Und in der Tat bot ausschließlich die Mitgliedschaft in der NSDAP die Grundlage für den humanitären Einsatz des Siemens-Managers. Nach einer Ausbildung zum Industrie-Kaufmann und einigen beruflichen Anfangsjahren in Afrika verschlug es den Wandervogel Anfang 1908 nach China. Von 1911 bis 1938 arbeitete er als Repräsentant für den Siemens-Konzern und war ab 1931 in Nanking (auch Nanjing genannt) tätig. John Rabe blieb trotz seiner Auswanderung der deutschen Heimat verbunden - er war ein Konservativer alter Prägung: traditionsbewußt, deutschnational, kaisertreu. Die Wirren der Weimarer Republik, die zaghaften und verzweifelten Schritte der Demokratie verfolgte er mit Unbehagen. Die Machtergreifung durch die Nationalsozialisten im Jahr 1933 begrüßte er ausdrücklich und schließt sich 1934 der Auslandsorganisation an. Den Kaisergeburtstag begeht er in stiller Andacht: "Ein kurzes Gedenken an diesem Tag kann auch einem Nazi nicht schaden", vertraut er seinem Tagebuch an.
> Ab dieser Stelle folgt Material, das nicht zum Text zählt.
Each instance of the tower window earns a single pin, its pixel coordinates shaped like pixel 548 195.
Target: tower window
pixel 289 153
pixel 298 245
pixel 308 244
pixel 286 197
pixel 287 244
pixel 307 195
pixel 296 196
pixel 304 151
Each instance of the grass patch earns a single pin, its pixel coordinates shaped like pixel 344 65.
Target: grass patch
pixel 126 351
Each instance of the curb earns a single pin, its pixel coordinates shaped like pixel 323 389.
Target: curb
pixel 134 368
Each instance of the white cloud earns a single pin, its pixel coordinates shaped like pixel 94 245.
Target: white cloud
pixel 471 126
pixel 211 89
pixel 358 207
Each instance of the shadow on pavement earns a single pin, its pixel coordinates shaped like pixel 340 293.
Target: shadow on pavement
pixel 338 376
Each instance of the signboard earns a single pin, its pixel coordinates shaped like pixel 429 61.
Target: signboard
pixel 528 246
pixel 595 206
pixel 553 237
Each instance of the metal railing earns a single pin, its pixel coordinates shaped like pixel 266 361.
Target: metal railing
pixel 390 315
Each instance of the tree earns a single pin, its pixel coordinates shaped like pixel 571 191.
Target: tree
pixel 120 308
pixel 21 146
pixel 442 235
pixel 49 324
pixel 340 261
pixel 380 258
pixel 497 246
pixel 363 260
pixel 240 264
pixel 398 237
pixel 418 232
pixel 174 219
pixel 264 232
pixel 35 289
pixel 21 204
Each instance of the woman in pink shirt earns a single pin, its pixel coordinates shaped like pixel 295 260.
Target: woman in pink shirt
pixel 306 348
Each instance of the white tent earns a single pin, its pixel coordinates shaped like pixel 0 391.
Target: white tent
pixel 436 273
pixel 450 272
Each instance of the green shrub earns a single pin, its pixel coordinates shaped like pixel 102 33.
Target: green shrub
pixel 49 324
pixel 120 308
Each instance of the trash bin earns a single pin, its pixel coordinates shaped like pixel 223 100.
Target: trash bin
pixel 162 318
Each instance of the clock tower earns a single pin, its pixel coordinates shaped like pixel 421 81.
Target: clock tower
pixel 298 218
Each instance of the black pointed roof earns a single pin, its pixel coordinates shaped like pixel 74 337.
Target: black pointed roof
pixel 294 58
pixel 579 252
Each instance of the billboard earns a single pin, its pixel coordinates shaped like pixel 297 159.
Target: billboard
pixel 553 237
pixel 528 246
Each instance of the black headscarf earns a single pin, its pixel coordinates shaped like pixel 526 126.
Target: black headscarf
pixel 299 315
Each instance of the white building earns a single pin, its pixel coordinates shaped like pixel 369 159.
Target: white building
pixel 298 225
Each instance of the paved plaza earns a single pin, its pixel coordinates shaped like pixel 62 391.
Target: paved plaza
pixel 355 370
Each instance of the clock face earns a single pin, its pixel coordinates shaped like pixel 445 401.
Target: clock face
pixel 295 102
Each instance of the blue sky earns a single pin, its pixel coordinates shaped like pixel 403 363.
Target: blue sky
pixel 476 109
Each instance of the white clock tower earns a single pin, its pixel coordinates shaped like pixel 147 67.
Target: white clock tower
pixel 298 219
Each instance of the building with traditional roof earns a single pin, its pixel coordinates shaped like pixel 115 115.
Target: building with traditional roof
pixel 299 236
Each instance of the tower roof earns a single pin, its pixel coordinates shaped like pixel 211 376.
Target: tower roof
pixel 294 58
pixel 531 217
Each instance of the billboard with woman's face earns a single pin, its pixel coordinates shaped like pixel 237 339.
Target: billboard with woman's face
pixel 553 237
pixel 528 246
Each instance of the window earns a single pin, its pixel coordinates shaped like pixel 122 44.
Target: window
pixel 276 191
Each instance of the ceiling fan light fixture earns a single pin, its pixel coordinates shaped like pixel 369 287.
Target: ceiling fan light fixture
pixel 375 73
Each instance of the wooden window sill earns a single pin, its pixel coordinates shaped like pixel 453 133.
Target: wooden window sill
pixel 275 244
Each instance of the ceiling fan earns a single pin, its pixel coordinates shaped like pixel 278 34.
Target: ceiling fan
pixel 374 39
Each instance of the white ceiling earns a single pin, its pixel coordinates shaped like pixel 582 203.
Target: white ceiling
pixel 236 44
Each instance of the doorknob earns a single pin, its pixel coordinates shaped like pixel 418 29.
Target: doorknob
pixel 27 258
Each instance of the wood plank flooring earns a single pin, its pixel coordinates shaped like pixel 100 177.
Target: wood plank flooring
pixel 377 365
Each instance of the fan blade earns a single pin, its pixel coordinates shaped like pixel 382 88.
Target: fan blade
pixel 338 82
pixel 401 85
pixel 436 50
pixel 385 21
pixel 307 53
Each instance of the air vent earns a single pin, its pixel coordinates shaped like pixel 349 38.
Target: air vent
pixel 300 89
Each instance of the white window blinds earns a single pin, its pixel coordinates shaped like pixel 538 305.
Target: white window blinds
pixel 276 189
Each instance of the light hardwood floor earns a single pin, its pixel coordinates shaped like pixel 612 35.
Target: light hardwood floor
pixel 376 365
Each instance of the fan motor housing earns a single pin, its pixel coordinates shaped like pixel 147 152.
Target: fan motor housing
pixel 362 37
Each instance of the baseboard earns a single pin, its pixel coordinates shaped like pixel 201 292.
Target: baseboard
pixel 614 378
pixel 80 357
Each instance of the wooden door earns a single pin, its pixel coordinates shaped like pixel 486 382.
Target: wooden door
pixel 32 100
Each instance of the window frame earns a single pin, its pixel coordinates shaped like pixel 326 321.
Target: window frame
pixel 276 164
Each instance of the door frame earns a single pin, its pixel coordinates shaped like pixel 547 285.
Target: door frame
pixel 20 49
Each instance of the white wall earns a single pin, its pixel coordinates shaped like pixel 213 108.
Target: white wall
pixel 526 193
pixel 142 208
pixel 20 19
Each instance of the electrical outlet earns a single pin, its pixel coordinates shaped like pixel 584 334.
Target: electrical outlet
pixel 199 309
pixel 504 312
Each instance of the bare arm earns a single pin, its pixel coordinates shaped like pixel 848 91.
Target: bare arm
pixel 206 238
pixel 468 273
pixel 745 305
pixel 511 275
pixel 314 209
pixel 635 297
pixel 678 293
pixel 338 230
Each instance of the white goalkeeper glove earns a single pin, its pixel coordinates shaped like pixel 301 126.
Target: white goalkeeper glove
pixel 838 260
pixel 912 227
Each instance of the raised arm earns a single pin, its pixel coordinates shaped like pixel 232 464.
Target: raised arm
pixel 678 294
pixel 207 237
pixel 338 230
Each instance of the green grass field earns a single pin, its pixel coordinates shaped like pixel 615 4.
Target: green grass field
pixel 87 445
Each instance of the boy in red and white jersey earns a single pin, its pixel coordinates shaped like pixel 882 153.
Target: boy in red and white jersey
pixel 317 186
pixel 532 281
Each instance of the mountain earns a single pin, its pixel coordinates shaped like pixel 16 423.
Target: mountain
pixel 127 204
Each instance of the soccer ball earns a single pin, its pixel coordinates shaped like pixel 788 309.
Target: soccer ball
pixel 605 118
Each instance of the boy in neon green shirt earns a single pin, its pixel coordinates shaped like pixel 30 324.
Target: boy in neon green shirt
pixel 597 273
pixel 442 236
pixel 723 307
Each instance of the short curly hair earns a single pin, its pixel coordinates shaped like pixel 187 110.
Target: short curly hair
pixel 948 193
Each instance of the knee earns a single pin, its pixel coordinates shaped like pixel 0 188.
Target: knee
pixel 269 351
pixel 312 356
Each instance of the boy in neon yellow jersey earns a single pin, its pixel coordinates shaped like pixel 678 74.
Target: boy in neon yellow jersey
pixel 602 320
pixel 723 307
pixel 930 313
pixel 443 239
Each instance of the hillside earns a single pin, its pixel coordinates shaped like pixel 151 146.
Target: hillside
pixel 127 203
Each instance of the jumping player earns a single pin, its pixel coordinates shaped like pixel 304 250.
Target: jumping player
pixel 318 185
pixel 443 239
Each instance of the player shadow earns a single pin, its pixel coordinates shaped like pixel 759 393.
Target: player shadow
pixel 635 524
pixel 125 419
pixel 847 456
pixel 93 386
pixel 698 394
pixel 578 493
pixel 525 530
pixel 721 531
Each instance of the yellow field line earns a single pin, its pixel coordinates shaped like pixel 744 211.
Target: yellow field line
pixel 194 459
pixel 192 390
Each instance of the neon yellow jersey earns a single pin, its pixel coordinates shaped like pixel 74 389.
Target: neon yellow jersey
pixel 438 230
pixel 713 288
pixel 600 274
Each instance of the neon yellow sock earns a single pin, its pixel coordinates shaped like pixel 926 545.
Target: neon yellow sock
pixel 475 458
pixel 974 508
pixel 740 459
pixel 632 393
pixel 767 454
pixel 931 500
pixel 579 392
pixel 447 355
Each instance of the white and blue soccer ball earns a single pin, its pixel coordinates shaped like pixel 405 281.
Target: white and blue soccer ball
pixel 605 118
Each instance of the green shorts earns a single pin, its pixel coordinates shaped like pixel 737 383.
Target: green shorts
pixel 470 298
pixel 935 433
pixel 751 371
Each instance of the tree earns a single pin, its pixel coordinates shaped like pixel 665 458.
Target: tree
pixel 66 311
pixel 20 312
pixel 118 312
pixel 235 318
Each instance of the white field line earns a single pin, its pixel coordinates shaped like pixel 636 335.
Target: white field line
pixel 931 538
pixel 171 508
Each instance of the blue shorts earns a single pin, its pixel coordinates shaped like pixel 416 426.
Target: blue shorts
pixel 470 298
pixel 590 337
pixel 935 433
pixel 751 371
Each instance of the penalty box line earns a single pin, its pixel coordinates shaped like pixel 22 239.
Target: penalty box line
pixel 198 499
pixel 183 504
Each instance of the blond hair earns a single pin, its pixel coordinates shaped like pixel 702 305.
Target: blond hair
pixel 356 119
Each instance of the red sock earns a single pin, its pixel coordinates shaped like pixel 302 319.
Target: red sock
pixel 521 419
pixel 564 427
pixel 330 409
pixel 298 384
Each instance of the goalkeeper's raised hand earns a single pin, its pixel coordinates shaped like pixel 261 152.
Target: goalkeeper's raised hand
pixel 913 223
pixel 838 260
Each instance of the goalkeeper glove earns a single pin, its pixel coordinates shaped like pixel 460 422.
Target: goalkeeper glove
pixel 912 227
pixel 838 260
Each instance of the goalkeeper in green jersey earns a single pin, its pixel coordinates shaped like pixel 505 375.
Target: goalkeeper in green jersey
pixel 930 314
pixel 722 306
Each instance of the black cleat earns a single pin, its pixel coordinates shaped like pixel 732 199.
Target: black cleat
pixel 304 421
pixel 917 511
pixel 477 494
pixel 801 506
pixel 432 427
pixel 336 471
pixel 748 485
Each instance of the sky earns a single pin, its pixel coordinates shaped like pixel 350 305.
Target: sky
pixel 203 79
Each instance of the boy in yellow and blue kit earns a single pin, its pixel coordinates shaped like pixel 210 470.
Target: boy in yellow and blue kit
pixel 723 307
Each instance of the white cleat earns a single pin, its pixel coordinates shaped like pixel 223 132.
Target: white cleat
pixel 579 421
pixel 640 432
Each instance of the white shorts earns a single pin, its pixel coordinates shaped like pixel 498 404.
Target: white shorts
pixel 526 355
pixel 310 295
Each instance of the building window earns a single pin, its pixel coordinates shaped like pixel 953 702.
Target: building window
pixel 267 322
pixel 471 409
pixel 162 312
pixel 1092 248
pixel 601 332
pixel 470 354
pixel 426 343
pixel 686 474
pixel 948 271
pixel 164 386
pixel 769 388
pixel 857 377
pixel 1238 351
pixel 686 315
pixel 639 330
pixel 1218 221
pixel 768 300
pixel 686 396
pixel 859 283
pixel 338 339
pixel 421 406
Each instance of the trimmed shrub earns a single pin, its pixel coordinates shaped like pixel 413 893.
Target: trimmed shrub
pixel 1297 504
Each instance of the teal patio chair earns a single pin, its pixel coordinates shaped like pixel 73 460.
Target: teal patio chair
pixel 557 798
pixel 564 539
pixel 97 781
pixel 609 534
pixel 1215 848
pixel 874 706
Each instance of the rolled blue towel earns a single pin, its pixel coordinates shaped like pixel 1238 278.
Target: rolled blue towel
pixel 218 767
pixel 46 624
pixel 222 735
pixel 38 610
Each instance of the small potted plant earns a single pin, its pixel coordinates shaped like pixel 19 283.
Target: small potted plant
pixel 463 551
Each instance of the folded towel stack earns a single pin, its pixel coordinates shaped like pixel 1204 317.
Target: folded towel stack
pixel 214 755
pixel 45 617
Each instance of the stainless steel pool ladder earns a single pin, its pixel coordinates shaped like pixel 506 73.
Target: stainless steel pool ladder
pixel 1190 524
In der Ferne wirkt er als eine Art Entwicklungshelfer. Er baut Elektrowerke und stattet Krankenhäuser aus. 1934 richtet er eine Schule ein - mit Unterstützung der NSDAP. Er beschreibt sich in dieser Zeit selbst als "glücklichen Menschen, nur ein wenig von Heimweh getrieben". Doch die Idylle hält nur noch bis zum Jahr 1937. Am 7. Juli beginnt der zweite Krieg zwischen Japan und China. Am 13. Dezember besetzen japanische Truppen die Stadt Nanking. Es kommt zu fürchterlichen Greueltaten. Mehr als 200.000 Zivilpersonen lassen ihr Leben, Zehntausende Frauen werden geschändet. Erstmals ist Massenvergewaltigung bewußtes Mittel des Krieges.

Nur wenige Ausländer verbleiben in der Stadt. Einer von ihnen ist John Rabe. Er wird von seinen Schicksalsgenossen zum Vorsitzenden des Internationalen Komitees für die Sicherheit von Nanking gewählt. Die Wahl fiel wohl deshalb auf den deutschen Manager, weil er als NSDAP-Mitglied für eine Einflußnahme auf die japanischen Aggressoren prädestiniert war. Schließlich waren das Deutsche Reich und Japan durch den 1936 geschlossenen Anti-Komintern-Pakt Verbündete.

Rabe gründet zusammen mit amerikanischen und britischen Geistlichen eine Sicherheitszone für Zivilisten - gerade einmal drei Quadratkilometer groß. Sie kämpfen um internationale Anerkennung für ihr Schutzquartier und eine Zugangssperre für die mordenden Japaner. Schließlich drängen sich wohl mehr als 200.00 Menschen auf diesem kleinen Raum. Rabe hißt die Hakenkreuzfahne auf seinem Grundstück. "Einen sicheren Ort kann es nicht geben. Er ist sprichwörtlich bombensicher. Niemand wird sich trauen, das Territorium eines NSDAP-Mitglieds zu bombardieren", erzählt er seinen Mitstreitern.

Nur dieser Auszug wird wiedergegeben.